En fait, Enora est déjà en couple avec un homme parti en mission humanitaire pour une durée de six mois, sauf que celui-ci n'avait pas encore divorcé et son ex fait un comeback en force pour reprendre ses billes.
Hmmm. Cela fait beaucoup de candidats à la disponibilité discutable.

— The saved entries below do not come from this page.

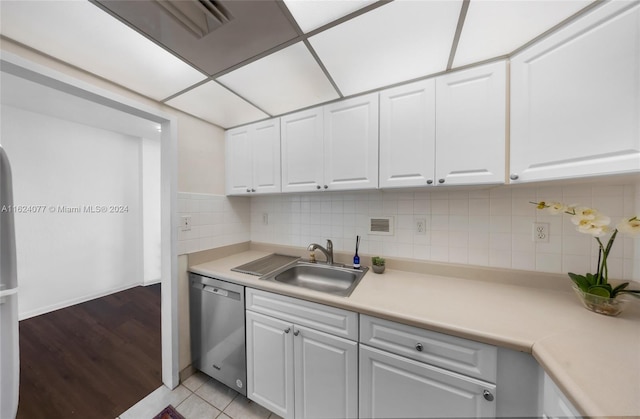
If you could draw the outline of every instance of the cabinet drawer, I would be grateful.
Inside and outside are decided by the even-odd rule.
[[[360,316],[360,342],[496,382],[498,350],[495,346],[366,315]]]
[[[361,418],[494,418],[496,385],[360,345]]]
[[[352,311],[253,288],[246,289],[246,308],[300,326],[358,340],[358,314]]]

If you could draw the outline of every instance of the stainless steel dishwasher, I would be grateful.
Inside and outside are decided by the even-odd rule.
[[[189,274],[194,368],[247,395],[244,287]]]

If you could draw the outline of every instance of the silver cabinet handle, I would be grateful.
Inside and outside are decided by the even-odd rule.
[[[420,342],[416,343],[416,351],[422,352],[422,344]]]
[[[289,333],[291,331],[290,327],[287,327],[286,329],[284,329],[284,333]]]
[[[299,334],[300,334],[300,331],[299,331],[299,330],[295,330],[295,331],[293,332],[293,336],[298,336]]]
[[[493,401],[493,394],[491,394],[491,392],[489,390],[483,391],[482,392],[482,396],[488,402],[492,402]]]
[[[511,176],[509,176],[509,179],[511,180],[518,180],[518,178],[520,178],[520,176],[518,176],[516,173],[511,173]]]
[[[438,179],[438,183],[444,183],[444,179]]]
[[[316,186],[316,189],[321,189],[322,187],[320,185]]]
[[[256,191],[255,189],[251,188],[251,192],[255,192],[255,191]]]
[[[427,179],[427,185],[431,185],[433,183],[433,179]]]
[[[324,188],[325,188],[325,189],[329,189],[329,186],[327,186],[327,185],[324,185]]]
[[[247,188],[247,192],[251,192],[251,189]]]

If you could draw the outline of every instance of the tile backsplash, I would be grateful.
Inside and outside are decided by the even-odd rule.
[[[249,241],[250,211],[248,198],[179,192],[178,254]],[[188,231],[180,226],[183,216],[191,216]]]
[[[530,201],[594,207],[617,224],[640,215],[640,182],[621,185],[510,186],[449,191],[318,192],[250,199],[250,238],[306,246],[331,239],[336,250],[531,271],[595,270],[597,242],[569,216],[537,211]],[[249,205],[249,204],[247,204]],[[390,216],[391,236],[368,234],[369,217]],[[426,229],[417,232],[424,220]],[[549,223],[549,241],[534,242],[533,223]],[[640,281],[640,239],[619,235],[609,276]]]

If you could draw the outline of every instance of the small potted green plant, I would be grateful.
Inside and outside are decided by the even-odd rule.
[[[373,269],[373,272],[377,274],[381,274],[384,272],[384,264],[385,260],[380,256],[374,256],[371,258],[371,268]]]

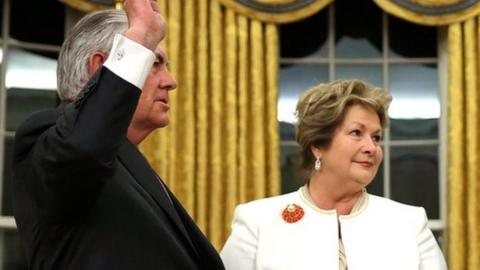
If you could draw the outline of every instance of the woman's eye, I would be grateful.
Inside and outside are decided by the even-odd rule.
[[[360,130],[355,129],[355,130],[352,130],[350,134],[352,134],[353,136],[360,136],[362,133],[360,132]]]
[[[375,135],[372,138],[375,142],[380,142],[382,140],[382,136],[380,136],[380,135]]]

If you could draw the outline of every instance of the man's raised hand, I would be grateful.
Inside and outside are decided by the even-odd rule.
[[[128,30],[125,36],[154,51],[166,32],[165,20],[154,0],[125,0]]]

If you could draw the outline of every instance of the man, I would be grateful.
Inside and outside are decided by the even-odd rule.
[[[176,82],[156,3],[125,8],[74,27],[58,63],[62,105],[17,130],[14,213],[29,267],[224,269],[136,148],[168,124]]]

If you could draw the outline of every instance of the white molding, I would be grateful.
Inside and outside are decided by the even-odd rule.
[[[8,216],[0,216],[0,229],[17,229],[15,218]],[[1,244],[1,243],[0,243]]]
[[[446,27],[438,29],[438,80],[440,87],[440,129],[439,129],[439,209],[440,219],[448,217],[448,32]]]

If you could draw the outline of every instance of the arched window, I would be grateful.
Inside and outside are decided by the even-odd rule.
[[[439,242],[446,220],[446,77],[443,29],[408,23],[373,1],[337,0],[318,14],[280,27],[282,193],[297,189],[294,110],[309,87],[363,79],[390,91],[384,161],[370,193],[423,206]],[[443,130],[443,131],[442,131]]]

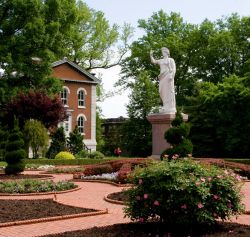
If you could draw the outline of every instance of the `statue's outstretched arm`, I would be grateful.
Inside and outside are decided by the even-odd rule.
[[[151,59],[151,63],[153,63],[153,64],[157,63],[157,60],[155,60],[154,56],[153,56],[153,50],[150,50],[150,59]]]

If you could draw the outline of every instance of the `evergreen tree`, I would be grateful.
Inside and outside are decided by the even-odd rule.
[[[17,125],[10,132],[5,148],[5,161],[8,163],[5,168],[5,173],[18,174],[22,172],[25,168],[25,164],[22,160],[27,154],[24,150],[22,133]]]
[[[67,150],[65,132],[64,128],[60,127],[55,131],[54,134],[52,134],[52,141],[46,157],[49,159],[54,159],[57,153],[65,150]]]
[[[73,132],[69,134],[67,146],[69,151],[74,155],[83,150],[83,135],[79,133],[77,126]]]
[[[6,137],[8,137],[8,132],[0,127],[0,161],[4,160]]]
[[[188,139],[190,125],[183,121],[183,117],[179,111],[176,112],[175,119],[171,125],[172,127],[165,132],[165,139],[171,145],[171,148],[167,148],[161,154],[161,159],[163,159],[164,155],[168,155],[169,160],[174,155],[186,157],[193,150],[192,142]]]

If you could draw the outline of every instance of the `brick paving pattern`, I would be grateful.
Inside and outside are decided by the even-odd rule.
[[[27,171],[26,173],[37,172]],[[67,180],[72,178],[72,175],[70,174],[56,174],[53,176],[55,177],[54,181]],[[77,185],[81,187],[80,190],[70,193],[57,194],[57,201],[71,206],[93,208],[98,210],[105,210],[107,208],[108,214],[36,224],[2,227],[0,228],[0,237],[38,237],[51,233],[88,229],[94,226],[106,226],[116,223],[126,223],[130,221],[128,218],[124,218],[122,205],[108,203],[103,200],[104,196],[109,193],[119,192],[123,189],[122,187],[91,182],[77,182]],[[250,211],[250,182],[246,182],[243,185],[242,192],[245,195],[244,204],[246,205],[246,210]],[[53,197],[54,195],[20,197],[0,196],[0,199],[42,199]],[[237,219],[234,218],[233,221],[240,224],[250,225],[250,215],[242,215]]]

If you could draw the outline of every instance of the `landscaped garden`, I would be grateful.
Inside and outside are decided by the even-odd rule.
[[[131,220],[136,221],[136,223],[49,236],[115,237],[119,233],[123,233],[125,237],[157,235],[184,237],[205,234],[209,237],[249,236],[249,226],[221,222],[221,220],[227,220],[231,216],[240,215],[244,211],[240,192],[244,179],[239,174],[234,173],[233,169],[230,169],[235,168],[240,173],[239,165],[230,162],[231,167],[229,168],[224,163],[226,161],[217,159],[204,159],[201,162],[200,160],[193,161],[191,158],[179,158],[173,161],[156,162],[150,159],[128,158],[103,161],[101,164],[97,161],[97,164],[81,167],[67,165],[56,168],[56,166],[48,166],[52,175],[72,174],[72,181],[77,181],[77,183],[85,182],[84,177],[95,182],[110,181],[109,175],[116,173],[115,179],[110,184],[129,184],[129,186],[126,187],[125,191],[109,194],[107,198],[123,203],[125,214]],[[243,167],[246,169],[247,165]],[[39,170],[39,167],[36,168]],[[44,170],[35,172],[38,175]],[[103,174],[106,174],[106,178],[105,175],[102,176]],[[94,175],[99,175],[101,178],[94,177]],[[15,181],[0,183],[0,193],[23,194],[39,191],[56,193],[52,181],[19,179],[19,175],[10,177]],[[66,183],[67,188],[59,184],[58,190],[75,187],[73,183],[70,185],[68,182]],[[42,187],[41,190],[39,190],[38,184]],[[10,206],[11,208],[9,208]],[[1,223],[96,212],[92,208],[65,206],[57,203],[56,199],[7,199],[2,200],[0,209],[3,210],[3,213],[7,210],[14,210],[10,212],[8,217],[3,215]],[[178,228],[180,225],[181,229]]]

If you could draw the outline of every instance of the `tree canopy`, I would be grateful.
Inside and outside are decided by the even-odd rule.
[[[194,25],[184,22],[180,14],[154,13],[148,20],[139,20],[145,34],[132,43],[131,55],[123,61],[123,77],[119,85],[135,83],[140,71],[147,71],[157,81],[159,70],[151,64],[149,51],[160,57],[161,47],[170,49],[176,62],[177,105],[195,93],[197,81],[219,83],[231,74],[243,76],[250,58],[250,18],[232,14],[211,22],[205,19]]]

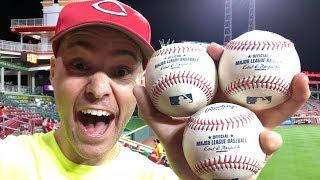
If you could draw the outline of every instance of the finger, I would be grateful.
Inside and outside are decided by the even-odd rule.
[[[309,79],[299,73],[294,76],[291,83],[291,96],[284,103],[261,112],[256,112],[262,124],[273,128],[297,112],[310,97]]]
[[[218,86],[217,92],[214,95],[212,103],[219,103],[219,102],[230,102],[230,100],[226,97],[226,95],[221,90],[221,87]]]
[[[139,115],[144,118],[144,120],[148,121],[156,117],[157,119],[164,119],[165,115],[157,111],[149,96],[147,95],[146,89],[142,86],[136,86],[133,89],[133,94],[137,99],[137,105],[139,108]]]
[[[221,45],[217,44],[217,43],[210,44],[208,46],[208,48],[207,48],[208,54],[215,61],[220,60],[221,55],[223,53],[223,50],[224,50],[224,48]]]
[[[279,133],[267,129],[260,134],[259,139],[260,147],[267,156],[280,149],[283,143],[282,137]]]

Pendant ce temps-ci, les affinités se créent et les sentiments fleurissent. De nouvelles perspectives se nouent, mais disons que cela me pose un souci d'un point de vue éthique. Dès lors qu'il était convenu que la femme était théoriquement casée, même si le couple traverse une crise, c'était difficile de s'attacher à une potentielle liaison amoureuse, ou autre idée du genre.
Vous comprenez ?
J'ai donc buggé d'entrée de jeu. Le reste de l'histoire n'est pas déplaisant, car Enora s'établit chez un employeur charmant. Une bulle se crée dans cette nouvelle vie. C'est réconfortant. On voudrait y croire, mais ça coince. Quelque part dans notre tête, on sent le signal d'alerte : prudence, pas possible, ça craint.
Bref. Cette expérience de lecture aura donc été compliquée (dirons-nous). J'avais imaginé une autre trame romanesque, en réfléchissant bien, je n'avais probablement pas bien lu le résumé. Oups.